In Bremer CDU-Kreisen kursiert ein brisantes Papier: Die „Gesellschaft für Konsumforschung“ aus Nürnberg hat untersucht, welche Auswirkungen die derzeit geplanten neuen Einkaufszentren in Bremen haben würden. „Der Einzelhandelsumsatz in der Bundesrepublik Deutschland ist real seit mehr als fünf Jahren rückläufig und wird auch bis zum Jahre 2.000 keinen Aufschwung nehmen“, schreiben die Gutachter, neue Zentren könnten also nur zur „Umverteilung der Kaufkraft“ führen. Die geplanten großen neuen Einzelhandelsflächen hätten daher dramatische Auswirkungen auf die Bremer City, deren Geschäfte sich auf ein Minus von 10 Prozent einstellen müßten. Aus dem Umland würden die neuen Einkaufszentren dagegen nur wenig Kaufkraft abziehen.

Sogar existenzbedrohend könnte das geplante „Nordwest-Zentrum“ für das Möbelhaus Sander werden: Es drohe ein Rückgang des Umsatzes von über 30 Prozent, „der Fortbestand des Sander-Centers“ stünde damit in Frage.

Das Möbelhaus hatte das Gutachten in Auftrag gegeben, weil es durch die Pläne des Wirtschaftssenators aufgeschreckt war. Aufgeschreckt ist aber auch ein guter Teil der bremischen Geschäftswelt. „Konkurrenzen Innenstadt – Stadtteile – Peripherie“ war das Thema des „4. Bremer Stadtentwicklungsgespräches“, zu dem Bausenator Bernt Schulte ins Rathaus eingeladen hatte. Mit 300-400 interessierten Architekten, Stadtplanern und Unternehmern war der Raum voll wie nie bei kommunalpolitischen Diskussionen. Die Intensität des Beifalls zeigte, daß die Sorge um die Folgen eines Einkaufszentrums Space Park die meisten bewegte. Beifall also für das Plädoyer der Referentin und Münchener Stadtbaurätin Christiane Thalgott gegen die Subventionierung von Großprojekten. „Erst wird mit Ihren Steuern die Ansiedlung subventioniert, und dann wird Ihnen ein Strick daraus gedreht“, rief sie den Unternehmern im Saal zu. Die Politik müsse den Mittelstand stärken und „dann auch das tun, was sie sagt“, spielte Thalgott auf die Tatsache an, daß ein Einkaufszentrum auf dem AG Weser-Gelände nach dem Bremer Stadtentwicklungskonzept eben nicht gewollt ist.
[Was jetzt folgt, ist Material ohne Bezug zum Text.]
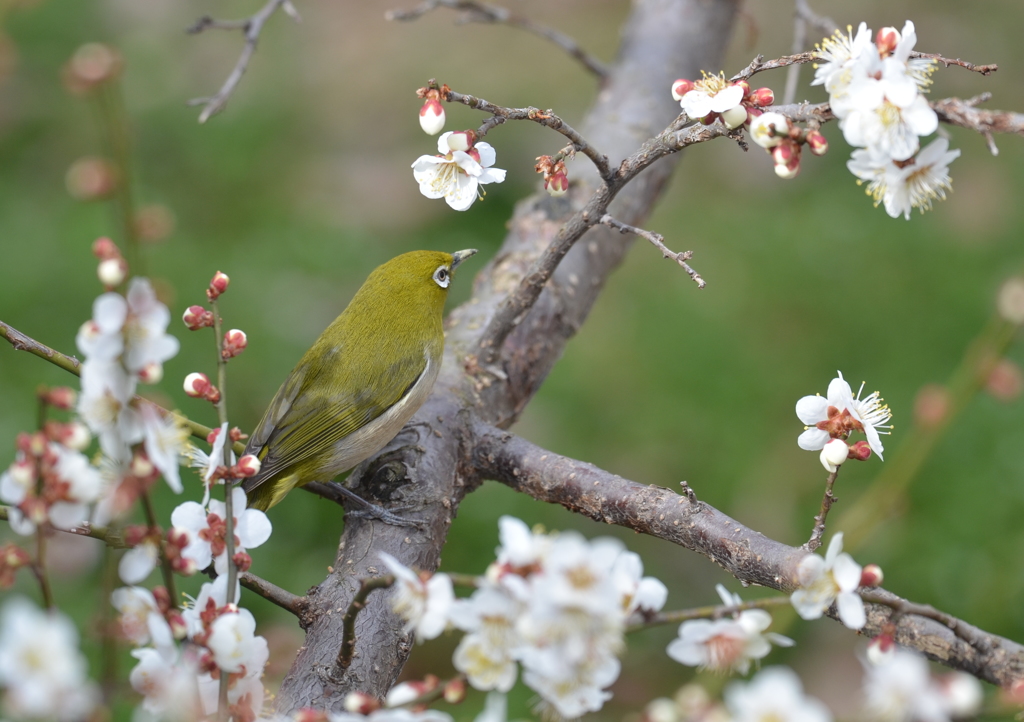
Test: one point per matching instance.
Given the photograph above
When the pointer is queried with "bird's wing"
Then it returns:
(299, 425)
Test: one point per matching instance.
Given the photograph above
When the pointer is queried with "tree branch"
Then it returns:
(483, 12)
(251, 27)
(748, 555)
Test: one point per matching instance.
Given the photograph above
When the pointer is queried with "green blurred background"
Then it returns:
(303, 185)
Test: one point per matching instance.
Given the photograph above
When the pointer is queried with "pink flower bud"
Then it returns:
(887, 40)
(462, 140)
(248, 465)
(432, 117)
(112, 272)
(734, 117)
(817, 142)
(861, 451)
(62, 397)
(763, 97)
(197, 317)
(870, 576)
(235, 343)
(681, 87)
(103, 248)
(152, 373)
(356, 703)
(218, 284)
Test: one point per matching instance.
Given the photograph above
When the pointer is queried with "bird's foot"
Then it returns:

Gerd Seitz, Geschäftsführer der Hamburger Projektentwickler-Gesellschaft ECE, die das Telekom-Gebäude in der Langenstraße gern zur Erweiterung der City verplanen würde, formulierte auf Nachfrage des früheren Karstadt-Chefs Blumenberg (CDU) eindeutig: Ein Einzelhandels-Zentrum auf dem AG Weser-Gelände „gefährdet die Innenstadt“. Bei der Mills-Corporation würde er doch prüfen, ob nicht am Ende nur Factory Outlet herauskommen würde, wofür die Mills nämlich bekannt sei.
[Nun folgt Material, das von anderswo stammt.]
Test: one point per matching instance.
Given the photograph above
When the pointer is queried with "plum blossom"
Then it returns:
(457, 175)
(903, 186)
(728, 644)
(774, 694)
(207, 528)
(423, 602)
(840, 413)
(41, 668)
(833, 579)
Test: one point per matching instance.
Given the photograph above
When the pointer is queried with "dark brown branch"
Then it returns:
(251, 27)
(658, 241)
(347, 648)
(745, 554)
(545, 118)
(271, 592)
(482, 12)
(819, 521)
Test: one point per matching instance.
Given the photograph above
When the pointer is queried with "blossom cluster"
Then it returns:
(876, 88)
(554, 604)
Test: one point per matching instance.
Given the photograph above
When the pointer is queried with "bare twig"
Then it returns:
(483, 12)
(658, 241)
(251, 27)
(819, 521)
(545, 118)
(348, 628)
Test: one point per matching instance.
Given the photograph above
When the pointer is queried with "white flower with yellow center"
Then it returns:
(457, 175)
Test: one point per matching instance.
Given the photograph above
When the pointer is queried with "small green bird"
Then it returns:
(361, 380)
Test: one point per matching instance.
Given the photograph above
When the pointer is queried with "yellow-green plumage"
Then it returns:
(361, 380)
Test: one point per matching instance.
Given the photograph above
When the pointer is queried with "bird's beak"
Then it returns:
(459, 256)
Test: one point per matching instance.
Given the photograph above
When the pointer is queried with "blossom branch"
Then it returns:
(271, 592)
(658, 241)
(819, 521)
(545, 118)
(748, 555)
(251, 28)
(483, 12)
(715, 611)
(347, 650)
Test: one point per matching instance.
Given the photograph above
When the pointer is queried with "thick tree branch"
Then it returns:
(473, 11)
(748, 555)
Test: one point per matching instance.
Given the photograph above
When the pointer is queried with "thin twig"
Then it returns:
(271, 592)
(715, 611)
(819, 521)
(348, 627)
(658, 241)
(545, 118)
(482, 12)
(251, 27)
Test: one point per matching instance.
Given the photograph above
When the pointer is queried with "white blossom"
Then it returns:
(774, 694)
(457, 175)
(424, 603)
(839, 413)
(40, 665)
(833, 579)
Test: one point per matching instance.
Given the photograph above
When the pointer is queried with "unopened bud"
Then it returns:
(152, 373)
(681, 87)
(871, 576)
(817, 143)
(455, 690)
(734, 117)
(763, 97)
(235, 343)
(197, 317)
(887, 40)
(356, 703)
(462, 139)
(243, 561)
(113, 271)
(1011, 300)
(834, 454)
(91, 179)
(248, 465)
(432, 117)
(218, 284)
Der Referatsleiter Stadtentwicklung beim Bausenator, Detlef Schobeß, sprach sich gegen eine „Entmischung“ der Stadt durch außerhalb liegende „Urban Entertainment-Center“ aus, Großeinrichtungen müßten ins Stadtentwicklungskonzept „eingebunden“ werden. Bausenator Schulte warb angesichts dieser Eindeutigkeit um Verständnis für seine schwierige Rolle. „Daß ich Sorgen habe“ angesichts der Space Park-Planungen, sei bekannt, meinte er, ein Gewinn könne das Space Park-Projekt nur sein, wenn 50 Prozent der Besucher von außen kämen. Ein Verzicht auf das Projekt „würde uns zurückwerfen“, beschrieb er die Stimmung in der CDU, und: „Es kann nicht mein Ziel sein, mich im Senat einfach überstimmen zu lassen“. K.W.